Presentation Title

Multi-Core Joins

Faculty Mentor

Dr. Graham Matthews

Start Date

17-11-2018 8:30 AM

End Date

17-11-2018 10:30 AM

Location

HARBESON 34

Session

POSTER 1

Type of Presentation

Poster

Subject Area

engineering_computer_science

Abstract

Multi-Core Joins

Danny Suarez

Graham Matthews

Data Integration is the process of combining together multiple tables of data from different data sources to create one uniform view of the data. This is an important topic as organizations rely heavily on data integration to pull information from multiple sources in order to make data driven decisions. One example could be a hospital that needs to pull information about patients from doctor’s offices, testing labs, and other hospitals to make a decision for how they should treat their patients. The primary operation of data integration is called a join. A join operation combines two tables of data according to some criterion. Typically when integrating data there are multiple join operations to be done between multiple sources, so it is important to perform these operations as quickly as possible. Our research consists of implementing and analyzing methods to efficiently execute chains of joins.

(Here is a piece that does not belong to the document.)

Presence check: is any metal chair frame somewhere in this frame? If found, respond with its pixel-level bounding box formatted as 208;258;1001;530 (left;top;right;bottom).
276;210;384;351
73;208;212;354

The methods that we investigate are geared towards modern computers which have multiple cores, allowing them to perform multiple tasks simultaneously. Ideally the more cores that a computer has the more efficient our methods will be. The first method we implemented is the phased approach in which we read in data followed by processing it. Secondly, we have a method called the multi-phased approach which has multiple read-process phases. Our testing showed that in both approaches more cores did increase the speed but not to the extent that we expected. We also looked at the differences in performance between the phased and multi-phased approaches. Our hypothesis was that the multi-phased approach would be more efficient than the phased approach, however our results showed no significant difference between the two. We were able to make significant improvements to each approach, but our results show that there is still room for improvement.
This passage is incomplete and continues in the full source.